Open Access: how to make information consumable and geared towards stakeholders, answering their needs, vs. presenting information in a way I would like to.

There is a huge digital negotiation anticipating platforms in a public history project. It is public history because it is built taking into account the stakeholders. The line is grey between 'public history' and 'regular history' because of the potential each digital project has to be viewed by the public. But here, a public history digital project is one that accounts, expects, and must be built for a wider community usage rather than just a project that works on your machine. In other words, it means taking into account a range of accessibility issues rather than building solely around your platform.

Yet at some point, you cannot fully sacrifice a project to satisfy outdated or poorly browsers. There is some functionality in my website that may slow with poor bandwidth or poor functioning browsers like Internet Explorer of Opera. On the other hand - with a project involving open access and reproducibility - I cannot create a completely experimental design that is only supported by ultra-modern browsers with full support, run on a machine with high working memory, and a network with consistent speeds. I tried to account for these issues by configuring the website for all major browser standards, as well as offering this project to be downloaded as a desktop app. That way, aside from the initial download, I remove network issues running this project online. In a typical website, a server hosts all files which are called by the user only when needed. For instance, your computer does not preload all the pages of a website. Rather, when you click a link to go to the next page of the website, it sends a request to the server for that page. Now, this is not the absolute case - not only do scripting and stylistic elements preload on a web page, but newer, single page web applications preloads the pages of a website which increases a websites speed and efficiency (ex. see this SPA I created using AngularJS captialhistory.ca).

Throughout building this project, I struggled with the core principle that underlies my actions and creative powers: open access. The goal was to use digital projects as a kind of historiography of open access (where git commits, code commenting, etc. acts as a historiographical record). I would take the source code of a current digital project on Github, fork and modify the code to fit my needs. I started with DAEA but found Jack Dougherty's storymap more tailored to my needs (which in turn was forked on a Github project based on a different Mapbox project). Yet every project has its limitations. I had less control than I needed over my project with the storymap source code because it is currently controlled through javascript. I could have completely overhauled the project, designing it so that the map is primarily controlled through HTML elements with GeoJSON rather than javascript controlling HTML interpreted through GeoJSON (as in the original Mapbox code https://www.mapbox.com/mapbox.js/example/v1.0.0/scroll-driven-navigation/). There were other options to present an interactive story-driven map (http://tympanus.net/codrops/2015/12/16/animated-map-path-for-interactive-storytelling/). But with the principle of open access, the leaflet javascript library that serves as the engine for my scroll driven map is entirely open source - meaning anyone can build upon it, making it there own - has full documentation, is used widely across many disciplines, and, therefore, has a great support community that consistently designs and produces new features.

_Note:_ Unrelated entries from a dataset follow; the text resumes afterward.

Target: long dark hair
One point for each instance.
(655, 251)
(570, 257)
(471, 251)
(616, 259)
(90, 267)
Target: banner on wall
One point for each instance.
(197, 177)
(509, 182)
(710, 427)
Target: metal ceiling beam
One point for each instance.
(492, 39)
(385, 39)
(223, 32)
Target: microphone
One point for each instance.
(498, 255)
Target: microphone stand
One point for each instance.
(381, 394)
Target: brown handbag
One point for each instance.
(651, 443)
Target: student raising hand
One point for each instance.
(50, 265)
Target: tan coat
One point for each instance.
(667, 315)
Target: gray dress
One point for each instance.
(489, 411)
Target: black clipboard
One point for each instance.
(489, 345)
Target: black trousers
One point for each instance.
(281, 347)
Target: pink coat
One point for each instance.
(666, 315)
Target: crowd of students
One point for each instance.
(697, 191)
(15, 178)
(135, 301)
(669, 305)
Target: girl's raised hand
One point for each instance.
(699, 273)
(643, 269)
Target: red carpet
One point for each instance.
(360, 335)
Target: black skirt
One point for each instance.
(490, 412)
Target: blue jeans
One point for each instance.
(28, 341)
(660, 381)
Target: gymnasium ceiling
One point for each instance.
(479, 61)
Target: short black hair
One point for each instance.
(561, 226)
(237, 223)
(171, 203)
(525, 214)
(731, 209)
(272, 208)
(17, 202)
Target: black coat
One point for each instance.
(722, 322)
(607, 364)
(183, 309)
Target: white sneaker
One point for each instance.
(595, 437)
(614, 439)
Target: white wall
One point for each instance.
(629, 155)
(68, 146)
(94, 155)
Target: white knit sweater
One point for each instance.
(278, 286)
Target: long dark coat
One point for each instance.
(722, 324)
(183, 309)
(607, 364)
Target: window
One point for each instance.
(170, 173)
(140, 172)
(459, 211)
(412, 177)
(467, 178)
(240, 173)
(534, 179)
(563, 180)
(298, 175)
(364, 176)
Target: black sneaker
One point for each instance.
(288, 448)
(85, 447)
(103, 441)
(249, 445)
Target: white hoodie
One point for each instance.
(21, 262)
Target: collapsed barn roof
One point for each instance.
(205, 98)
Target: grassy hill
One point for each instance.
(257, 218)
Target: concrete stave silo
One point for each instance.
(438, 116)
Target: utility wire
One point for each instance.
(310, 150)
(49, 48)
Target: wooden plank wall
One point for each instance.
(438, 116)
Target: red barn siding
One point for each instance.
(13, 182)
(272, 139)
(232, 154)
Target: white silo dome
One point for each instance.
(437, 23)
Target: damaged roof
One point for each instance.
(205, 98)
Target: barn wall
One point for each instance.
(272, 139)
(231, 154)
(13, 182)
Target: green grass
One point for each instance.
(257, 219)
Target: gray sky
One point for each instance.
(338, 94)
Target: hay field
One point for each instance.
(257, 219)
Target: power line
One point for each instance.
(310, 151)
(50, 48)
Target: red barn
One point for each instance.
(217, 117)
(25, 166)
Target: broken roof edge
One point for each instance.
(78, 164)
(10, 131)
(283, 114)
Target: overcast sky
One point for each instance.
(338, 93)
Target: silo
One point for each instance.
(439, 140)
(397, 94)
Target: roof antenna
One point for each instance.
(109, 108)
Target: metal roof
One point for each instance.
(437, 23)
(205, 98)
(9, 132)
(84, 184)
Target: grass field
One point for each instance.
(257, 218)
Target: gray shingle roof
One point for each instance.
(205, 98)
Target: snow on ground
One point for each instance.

Finally, I am bound by the practical time limitations of this project. I also had to do the actual historical fieldwork and archival research; write the front end website text for the users; manage file names and directories, comment on and explain code (ie. future proofing my work); procure and organize photos and sounds; scan and georectify the historical maps; and finally write a reflection on my work. All of these variables meant that I ended up with the project currently online, even if it is not the final product I necessarily wanted. Therefore, in my experience on this and other digital projects, I offer this definition of public history work: **the practice of producing a collaborative project that anticipates the explicit and implicit negotiated needs of constantly shifting known and unknown stakeholders, within a seemingly infinite and simultaneous dance of recursive and discursive 'limitations' that you recognize as forever incomplete. Public History work is about as easy to navigate as that definition. Put simply public historians are marketers acting with post structuralist ideas of history. And wche must be honest about the stakeholders that 'drive' our work and build in the potential to expand that work. I did this by letting people tell their own stories, brushing both against and along the historical narrative, and making my work entirely open and reproducible. By showing the history of strikes and recognizing that there is a history before settlers in Pembroke, that sounds are not entirely the same to everyone, I hope to cause a positive level of discomfort. But, of course, this is a subtle art.

But there is one final issue that arose on this last point: people expect historians to tell them facts and stories about the past. Maybe this project will be viewed with an academic backdrop and thus not receive the same input or level of discussion as when I post archival photos to Pembroke. I hope I made this map accessible enough (with the map, historical maps, timeline, and sounds).